PEMU Hydration Equilibrium
The number of water molecules associated with an ion in solution depends on the method of measurement and whether one differentiates between “strongly” or “weakly” bound water (i.e. inner and outer coordination sphere). Since the method used here provides no ambiguity in the number of water molecules in the condensed PEC phase, we are able to present a quantitative and general measure of PEMU hydration by different salt ions.

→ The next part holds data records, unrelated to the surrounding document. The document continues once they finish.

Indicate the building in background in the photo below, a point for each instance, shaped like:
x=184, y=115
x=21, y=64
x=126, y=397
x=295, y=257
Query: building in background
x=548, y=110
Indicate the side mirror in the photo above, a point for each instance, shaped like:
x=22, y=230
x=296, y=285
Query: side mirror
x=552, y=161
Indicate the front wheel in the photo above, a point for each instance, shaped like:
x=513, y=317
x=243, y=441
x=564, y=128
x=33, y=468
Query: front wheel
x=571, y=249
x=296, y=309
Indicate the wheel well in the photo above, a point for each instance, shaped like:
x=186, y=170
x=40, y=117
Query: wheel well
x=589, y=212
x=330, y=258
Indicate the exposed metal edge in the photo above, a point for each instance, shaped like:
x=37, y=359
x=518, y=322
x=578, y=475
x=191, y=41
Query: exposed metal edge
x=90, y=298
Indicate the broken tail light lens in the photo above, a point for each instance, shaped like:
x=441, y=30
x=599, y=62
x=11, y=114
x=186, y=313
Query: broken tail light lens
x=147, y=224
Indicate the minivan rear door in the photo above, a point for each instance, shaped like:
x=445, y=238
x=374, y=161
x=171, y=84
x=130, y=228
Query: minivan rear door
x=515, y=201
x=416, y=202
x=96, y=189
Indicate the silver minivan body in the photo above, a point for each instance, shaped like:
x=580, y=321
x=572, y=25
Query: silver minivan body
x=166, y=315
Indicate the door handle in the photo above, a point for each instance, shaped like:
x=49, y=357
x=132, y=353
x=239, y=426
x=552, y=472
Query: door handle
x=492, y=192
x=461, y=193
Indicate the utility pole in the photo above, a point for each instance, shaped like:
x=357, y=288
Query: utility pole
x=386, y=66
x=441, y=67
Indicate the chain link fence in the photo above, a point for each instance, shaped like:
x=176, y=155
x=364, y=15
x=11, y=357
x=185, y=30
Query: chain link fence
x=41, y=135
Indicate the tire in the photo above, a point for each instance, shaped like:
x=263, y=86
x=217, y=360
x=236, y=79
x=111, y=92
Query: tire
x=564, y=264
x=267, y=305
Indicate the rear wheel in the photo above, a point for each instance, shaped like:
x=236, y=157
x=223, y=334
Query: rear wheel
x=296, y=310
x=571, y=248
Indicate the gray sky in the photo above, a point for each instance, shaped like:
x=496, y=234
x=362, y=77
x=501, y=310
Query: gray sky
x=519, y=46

Since PSS is common to both our PEMUs, r is the molar ratio of total water in the multilayer to SO3-, [H2O]/[SO3-] (standardization is performed with an aqueous solution of PSS) is the slope of r vs. [MAn] and is thus a simple way of expressing the effectiveness of a particular salt in hydrating a particular multilayer. The intrinsic water content of the multilayer is obtained by extrapolating back to [MAn] = 0.
IR active ions
ATR-IR spectra of PDADMA/PSS doped with A, NO3-; B, ClO4-; C, N3-; D, SCN-; E, undoped; F, P4VMP/PSS undoped. All spectra were recorded with 256 scans and 4 cm-1 resolution.
These ions are used to replace existing Cl- ions. The replacement level and rates can be monitored and recored by ATR-FTIR. This allows us to calculate a doping level. Ions also bring in associated water molecule with their hydration levels. These ratios can be calculated as well.
Change in film water structure
Indications of the change in the structure of water, particularly those changes that impact the degree of hydrogen bonding, are traditionally observed from vibrational spectroscopy. We compared the IR spectra of the water O-H stretching region in bulk water, a multilayer with intrinsic water, and a multilayer doped at approximately y=0.5 with a hydrophobic ion (perchlorate) and a more hydrophilic ion (nitrate). No significant differences could be discerned in the shape of the water spectrum. For comparison, in this figure we follow the “brute force” removal of water from a multilayer by drying it. Because the signal from liquid water bands is distorted by the omnipresent water vapor absorption in the optical path, D2O was employed for this experiment. As expected, when hydrogen (deuterium-) bonds are removed the absorption shifts to higher energy, but only when the water becomes quite diluted, suggesting a robust ability of water to maintain a H-bonding network within the PEMU matrix.